Oggi, il costo della mancata transizione ecologica italiana ha il volto delle bambine e dei bambini di Taranto. Sosteniamo la docu-inchiesta 'Taranto chiama' Lo scorso gennaio l'Onu nel rapporto del Relatore speciale sulla questione del diritto umano al godimento di un ambiente sicuro, pulito, sano e sostenibile, ha definito la città pugliese “zona di sacrificio”, una delle più inquinate della Terra.
Da anni a Taranto mamme e padri, attiviste e attivisti, medici e scienziati denunciano il prezzo dell’inquinamento che stanno pagando sulle loro spalle.

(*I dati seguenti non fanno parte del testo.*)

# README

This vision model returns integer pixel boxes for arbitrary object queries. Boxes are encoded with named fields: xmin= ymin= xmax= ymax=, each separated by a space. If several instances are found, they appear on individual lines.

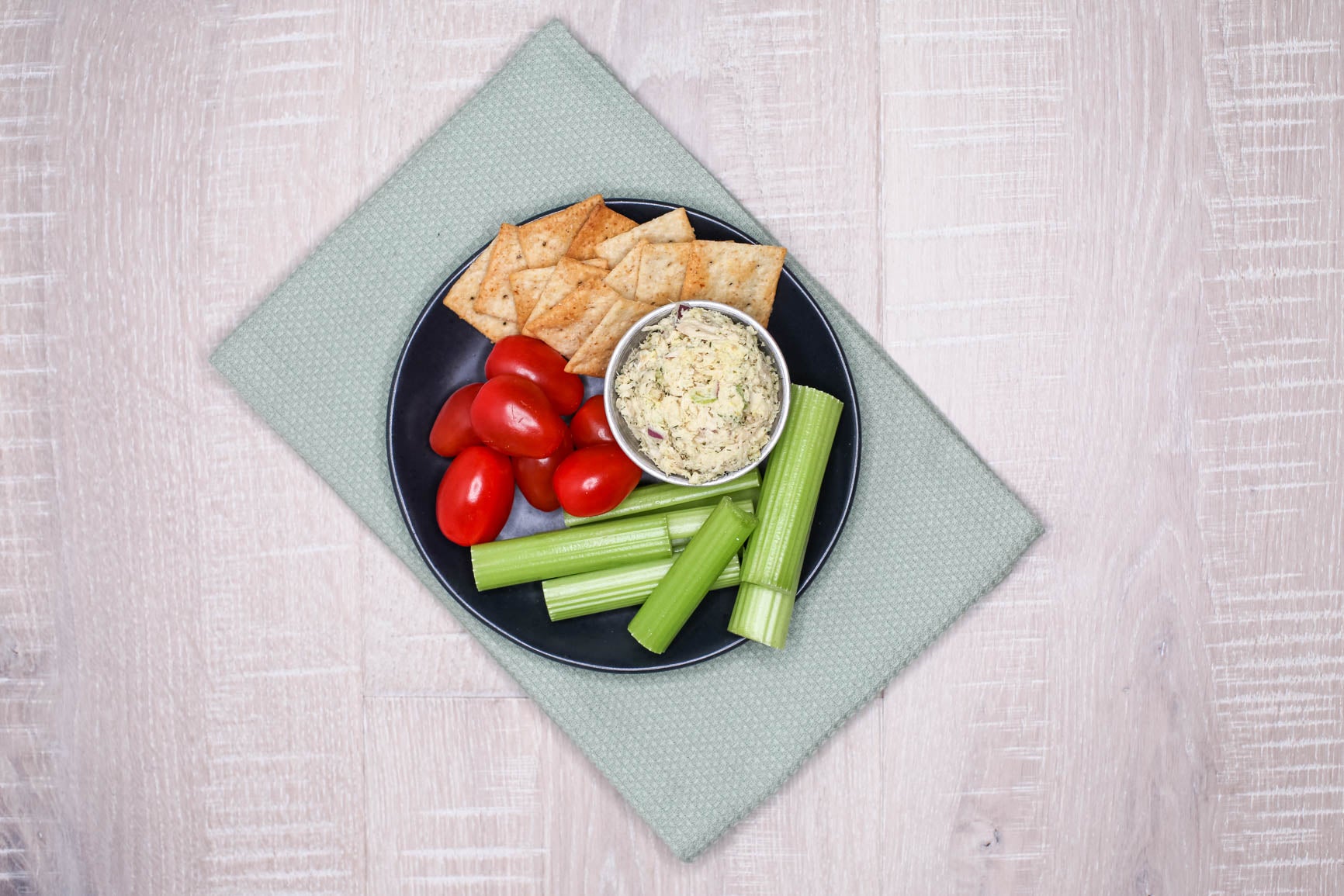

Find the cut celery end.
xmin=564 ymin=470 xmax=760 ymax=527
xmin=629 ymin=497 xmax=757 ymax=653
xmin=667 ymin=498 xmax=755 ymax=551
xmin=542 ymin=555 xmax=742 ymax=622
xmin=472 ymin=514 xmax=672 ymax=591
xmin=742 ymin=386 xmax=844 ymax=593
xmin=729 ymin=582 xmax=795 ymax=649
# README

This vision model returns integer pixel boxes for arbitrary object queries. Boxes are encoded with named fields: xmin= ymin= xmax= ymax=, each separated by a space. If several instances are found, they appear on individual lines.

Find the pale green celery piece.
xmin=729 ymin=386 xmax=844 ymax=648
xmin=472 ymin=514 xmax=672 ymax=591
xmin=542 ymin=555 xmax=742 ymax=622
xmin=667 ymin=498 xmax=755 ymax=551
xmin=729 ymin=582 xmax=795 ymax=648
xmin=564 ymin=470 xmax=760 ymax=527
xmin=630 ymin=497 xmax=757 ymax=653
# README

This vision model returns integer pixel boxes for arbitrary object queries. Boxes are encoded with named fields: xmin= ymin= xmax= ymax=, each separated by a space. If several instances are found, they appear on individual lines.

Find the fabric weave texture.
xmin=211 ymin=22 xmax=1041 ymax=860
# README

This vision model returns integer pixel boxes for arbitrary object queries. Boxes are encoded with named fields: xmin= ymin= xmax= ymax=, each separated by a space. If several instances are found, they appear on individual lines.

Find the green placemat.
xmin=213 ymin=22 xmax=1041 ymax=859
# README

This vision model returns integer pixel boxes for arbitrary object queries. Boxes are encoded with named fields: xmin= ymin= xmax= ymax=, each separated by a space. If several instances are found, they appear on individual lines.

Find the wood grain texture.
xmin=0 ymin=0 xmax=1344 ymax=894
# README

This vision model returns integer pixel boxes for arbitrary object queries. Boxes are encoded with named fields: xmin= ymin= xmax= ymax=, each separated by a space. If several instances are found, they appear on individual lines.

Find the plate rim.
xmin=383 ymin=196 xmax=863 ymax=674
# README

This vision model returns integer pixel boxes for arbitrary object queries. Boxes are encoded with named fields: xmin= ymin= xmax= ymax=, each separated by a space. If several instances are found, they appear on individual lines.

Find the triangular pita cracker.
xmin=508 ymin=265 xmax=555 ymax=329
xmin=476 ymin=224 xmax=527 ymax=321
xmin=518 ymin=196 xmax=602 ymax=268
xmin=681 ymin=240 xmax=785 ymax=327
xmin=602 ymin=242 xmax=649 ymax=303
xmin=564 ymin=298 xmax=653 ymax=376
xmin=523 ymin=258 xmax=606 ymax=336
xmin=594 ymin=208 xmax=695 ymax=268
xmin=444 ymin=242 xmax=518 ymax=343
xmin=528 ymin=283 xmax=621 ymax=358
xmin=634 ymin=243 xmax=695 ymax=305
xmin=564 ymin=204 xmax=636 ymax=261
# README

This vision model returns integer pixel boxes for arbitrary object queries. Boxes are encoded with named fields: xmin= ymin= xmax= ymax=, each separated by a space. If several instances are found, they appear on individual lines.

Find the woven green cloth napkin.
xmin=211 ymin=22 xmax=1041 ymax=860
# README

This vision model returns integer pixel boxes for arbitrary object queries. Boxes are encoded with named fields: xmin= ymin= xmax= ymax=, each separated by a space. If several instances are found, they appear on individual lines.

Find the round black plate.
xmin=387 ymin=199 xmax=859 ymax=672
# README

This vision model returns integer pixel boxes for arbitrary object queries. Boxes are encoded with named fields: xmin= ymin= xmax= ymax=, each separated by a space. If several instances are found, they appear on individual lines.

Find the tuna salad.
xmin=615 ymin=308 xmax=780 ymax=485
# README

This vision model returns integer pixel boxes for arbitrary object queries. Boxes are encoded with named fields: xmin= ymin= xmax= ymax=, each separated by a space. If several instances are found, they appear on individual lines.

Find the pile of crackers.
xmin=444 ymin=196 xmax=785 ymax=376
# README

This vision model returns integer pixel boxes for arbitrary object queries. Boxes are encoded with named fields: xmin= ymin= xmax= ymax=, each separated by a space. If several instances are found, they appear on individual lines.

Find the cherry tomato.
xmin=429 ymin=383 xmax=483 ymax=457
xmin=472 ymin=373 xmax=564 ymax=457
xmin=514 ymin=433 xmax=574 ymax=513
xmin=570 ymin=395 xmax=630 ymax=448
xmin=485 ymin=336 xmax=584 ymax=417
xmin=434 ymin=445 xmax=514 ymax=547
xmin=551 ymin=445 xmax=639 ymax=516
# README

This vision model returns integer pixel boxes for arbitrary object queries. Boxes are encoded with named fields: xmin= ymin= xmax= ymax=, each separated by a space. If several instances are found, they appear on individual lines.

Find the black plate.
xmin=387 ymin=199 xmax=859 ymax=672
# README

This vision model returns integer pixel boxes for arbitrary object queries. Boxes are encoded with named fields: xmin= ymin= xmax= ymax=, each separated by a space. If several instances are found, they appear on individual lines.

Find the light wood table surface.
xmin=0 ymin=0 xmax=1344 ymax=894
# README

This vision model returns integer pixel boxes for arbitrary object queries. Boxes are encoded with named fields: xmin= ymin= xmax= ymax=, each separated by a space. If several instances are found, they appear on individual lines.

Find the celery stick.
xmin=542 ymin=555 xmax=742 ymax=622
xmin=729 ymin=386 xmax=844 ymax=648
xmin=564 ymin=470 xmax=760 ymax=527
xmin=630 ymin=497 xmax=757 ymax=653
xmin=472 ymin=514 xmax=672 ymax=591
xmin=667 ymin=498 xmax=755 ymax=551
xmin=729 ymin=585 xmax=795 ymax=648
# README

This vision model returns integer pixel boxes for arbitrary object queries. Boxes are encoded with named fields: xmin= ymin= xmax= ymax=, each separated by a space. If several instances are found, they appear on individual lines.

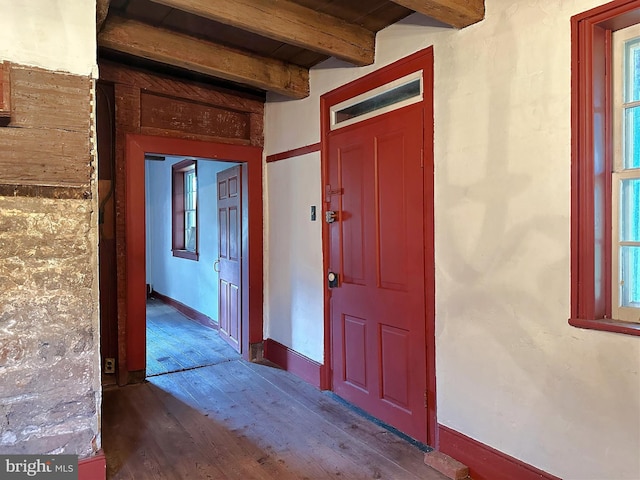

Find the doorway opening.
xmin=145 ymin=154 xmax=242 ymax=377
xmin=120 ymin=135 xmax=262 ymax=378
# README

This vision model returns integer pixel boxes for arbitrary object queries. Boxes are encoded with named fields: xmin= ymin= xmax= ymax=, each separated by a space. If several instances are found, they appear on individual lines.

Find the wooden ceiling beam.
xmin=146 ymin=0 xmax=375 ymax=66
xmin=393 ymin=0 xmax=484 ymax=28
xmin=98 ymin=16 xmax=309 ymax=98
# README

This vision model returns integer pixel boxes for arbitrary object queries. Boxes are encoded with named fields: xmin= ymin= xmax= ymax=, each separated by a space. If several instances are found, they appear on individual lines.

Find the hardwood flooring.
xmin=103 ymin=302 xmax=446 ymax=480
xmin=147 ymin=298 xmax=240 ymax=377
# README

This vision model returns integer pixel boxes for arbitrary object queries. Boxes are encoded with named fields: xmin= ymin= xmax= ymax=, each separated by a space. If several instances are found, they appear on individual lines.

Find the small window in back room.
xmin=171 ymin=159 xmax=198 ymax=260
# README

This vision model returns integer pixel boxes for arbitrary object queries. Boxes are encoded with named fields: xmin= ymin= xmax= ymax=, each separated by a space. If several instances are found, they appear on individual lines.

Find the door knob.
xmin=324 ymin=210 xmax=338 ymax=223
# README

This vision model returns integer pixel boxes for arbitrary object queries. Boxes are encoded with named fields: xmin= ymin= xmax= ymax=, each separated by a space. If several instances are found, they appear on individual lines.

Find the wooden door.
xmin=217 ymin=166 xmax=242 ymax=352
xmin=327 ymin=104 xmax=427 ymax=442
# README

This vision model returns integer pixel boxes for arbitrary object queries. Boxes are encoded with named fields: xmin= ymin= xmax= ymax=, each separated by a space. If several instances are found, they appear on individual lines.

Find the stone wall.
xmin=0 ymin=65 xmax=101 ymax=457
xmin=0 ymin=197 xmax=98 ymax=456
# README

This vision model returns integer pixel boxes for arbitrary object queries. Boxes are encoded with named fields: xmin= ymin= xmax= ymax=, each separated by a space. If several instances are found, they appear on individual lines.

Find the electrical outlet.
xmin=104 ymin=358 xmax=116 ymax=373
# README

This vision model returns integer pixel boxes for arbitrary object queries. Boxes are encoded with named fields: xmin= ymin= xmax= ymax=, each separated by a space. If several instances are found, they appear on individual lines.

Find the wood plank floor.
xmin=103 ymin=302 xmax=445 ymax=480
xmin=147 ymin=298 xmax=240 ymax=377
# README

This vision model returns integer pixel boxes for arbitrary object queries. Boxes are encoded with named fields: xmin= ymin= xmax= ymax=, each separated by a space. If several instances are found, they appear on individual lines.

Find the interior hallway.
xmin=103 ymin=304 xmax=446 ymax=480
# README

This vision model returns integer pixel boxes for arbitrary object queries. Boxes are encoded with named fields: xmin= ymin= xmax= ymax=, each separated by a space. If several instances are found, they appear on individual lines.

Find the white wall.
xmin=265 ymin=153 xmax=324 ymax=363
xmin=0 ymin=0 xmax=97 ymax=77
xmin=265 ymin=0 xmax=640 ymax=480
xmin=145 ymin=157 xmax=235 ymax=321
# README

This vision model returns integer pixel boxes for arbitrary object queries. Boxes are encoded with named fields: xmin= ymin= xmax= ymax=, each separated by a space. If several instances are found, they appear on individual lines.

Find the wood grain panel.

Sono storie di intere famiglie distrutte da tumori e leucemia, sono le storie delle bambine e dei bambini che faticano a respirare per colpa delle polveri metalliche.
Di questo e delle conseguenze della mancata transizione ecologica in Italia parla il nuovo progetto di docu-inchiesta e la campagna di crowdfunding “Taranto chiama” su Produzioni dal Basso di Rosy Battaglia, giornalista d’inchiesta e documentarista, ideatrice di Cittadini Reattivi, progetto di civic journalism su salute, ambiente e legalità.
Presentato oggi a Roma, il progetto di cui greenMe è media partner, sarà un viaggio su e giù per l’Italia con partenza da Trieste dove nel 2020 è stata chiusa la Ferriera fino a Taranto, dove l’ILVA è ancora attiva.
Un viaggio che durerà tre mesi, fino a dicembre 2022 e che ha bisogno del sostegno di tutti per vedere la luce. Attualmente, infatti, è stato realizzato solo il trailer ufficiale, adesso è stata lanciata la campagna di crowdfunding su Produzioni dal basso per poter dare voce a chi sta pagando il prezzo dell’Ilva.
Lo scorso 5 maggio, la Corte Europea per i Diritti Umani ha condannato lo Stato Italiano per ben quattro volte, dopo la sentenza del 24 gennaio 2019, in quanto “continua ancora oggi a non tutelare la salute dei cittadini dagli effetti delle emissioni nocive del siderurgico e non procede alle bonifiche di tutta la zona coinvolta dall’inquinamento”.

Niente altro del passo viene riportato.